Buddy Miles was a massive presence in sixties and seventies funk and rock music.
His extensive CV saw him as one of the founding members of Electric Flag with Mike Blooomfield & Nick Gravenites, around 10 tracks with Jimi Hendrix and later being the drummer with Hendrix’ Band Of Gypsies, he played with John McLaughlin, Carlos Santana and even with the Family Stone. His solo career was also extensive, spanning around 14 albums before his untimely death in 2008.
‘Chapter VII’ was released in 1973, originally on Columbia.
So, relevance in 2018?
It is a great piece of soul/funk/gospel from beginning to end and I found myself completely captured by the never ending rhythms, stunning horns and guitar licks (courtesy of Adrian Gurvitz) that all go together to support the groove first and foremost.
There is tons of variation in the album from the guitar led Blues of ‘L.A. Resurrection’ through ‘Elvira’ which has a Family Stone strut and Jackson Five vocal groove and the soul/Blues of ‘Crossfire’; every track is driven by Miles powerful drumming, everything is built around the beat.
The other thing that comes across in track after track is a sense of freedom. In today’s world of Jam bands this would still stand out in its’ free expression and jamming around the theme.

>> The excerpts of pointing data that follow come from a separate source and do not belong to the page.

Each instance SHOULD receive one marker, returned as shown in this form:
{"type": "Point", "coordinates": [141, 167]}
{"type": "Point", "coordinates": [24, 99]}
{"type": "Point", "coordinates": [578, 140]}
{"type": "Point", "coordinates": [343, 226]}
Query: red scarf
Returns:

A couple of the numbers do sound dated: ‘There Was A Time’ is a slow ‘hug your partner on the dancefloor’ number in a modern world where the concept is pretty well past.
But you also get the single version of ‘Them Changes’ – a live collaboration with Carlos Santana – as a bonus track and that more than makes up for it.
A damn good album and well worthy of a decent reissue.